By Ronda Thorington, MA, LCP
Summary:
In rare disease caregiving, loneliness often hides in plain sight between appointments, responsibilities, and the need to stay strong. This month, we name it and explore gentle ways caregivers can feel less alone.
There are many themes that play on repeat when caring for a child with Juvenile Myositis: frustration, fear, anger, grief, uncertainty. But one challenge often sits quietly in the background, unseen and unspoken: loneliness.
In this Rare Disease Life, loneliness can be especially hard to name. As caregivers, we spend so much time focused on our child’s needs that we lose sight of our own. We manage flares, medications, school accommodations, insurance appeals, and the constant vigilance that JM requires. Fire after fire. When things finally slow down, we may realize that while we are surrounded by people who care, very few truly understand what this life is like.

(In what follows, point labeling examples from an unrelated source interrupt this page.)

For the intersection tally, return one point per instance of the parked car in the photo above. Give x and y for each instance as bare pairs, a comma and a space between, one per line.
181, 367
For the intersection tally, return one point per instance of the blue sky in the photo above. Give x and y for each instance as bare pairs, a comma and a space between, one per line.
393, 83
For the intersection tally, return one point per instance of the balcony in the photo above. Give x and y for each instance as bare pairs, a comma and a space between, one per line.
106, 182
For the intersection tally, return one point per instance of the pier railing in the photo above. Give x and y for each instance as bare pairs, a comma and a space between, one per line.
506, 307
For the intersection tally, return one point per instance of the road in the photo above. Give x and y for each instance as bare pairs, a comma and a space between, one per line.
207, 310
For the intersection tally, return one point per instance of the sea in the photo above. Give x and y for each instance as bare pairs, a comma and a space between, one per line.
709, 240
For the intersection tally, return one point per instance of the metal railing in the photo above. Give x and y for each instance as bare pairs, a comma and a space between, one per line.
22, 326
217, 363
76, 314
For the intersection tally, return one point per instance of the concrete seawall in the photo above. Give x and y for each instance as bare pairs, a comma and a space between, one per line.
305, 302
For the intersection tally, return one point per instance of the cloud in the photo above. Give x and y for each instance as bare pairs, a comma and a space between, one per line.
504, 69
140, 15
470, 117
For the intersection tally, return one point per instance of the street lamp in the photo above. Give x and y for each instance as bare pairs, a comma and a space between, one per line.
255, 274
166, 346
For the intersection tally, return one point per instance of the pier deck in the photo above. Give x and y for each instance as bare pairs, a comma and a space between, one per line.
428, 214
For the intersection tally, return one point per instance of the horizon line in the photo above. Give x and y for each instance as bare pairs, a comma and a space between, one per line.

Loneliness in rare disease is not about being physically alone. It is about carrying experiences that do not translate easily into everyday conversation. It is about not having the energy to try to make others understand. Many caregivers recall moments of picking up the phone or considering a get-together, only to change their mind, exhausted by the thought of explaining everything happening behind the scenes. This kind of loneliness is about holding chronic worry, invisible grief, and ongoing responsibility while the rest of the world moves forward. Even in moments of support, caregivers can still feel profoundly unseen.
Loneliness is a natural response to sustained stress. It does not mean you are doing something wrong. In fact, it can reflect how much emotional energy you are conserving for what matters most.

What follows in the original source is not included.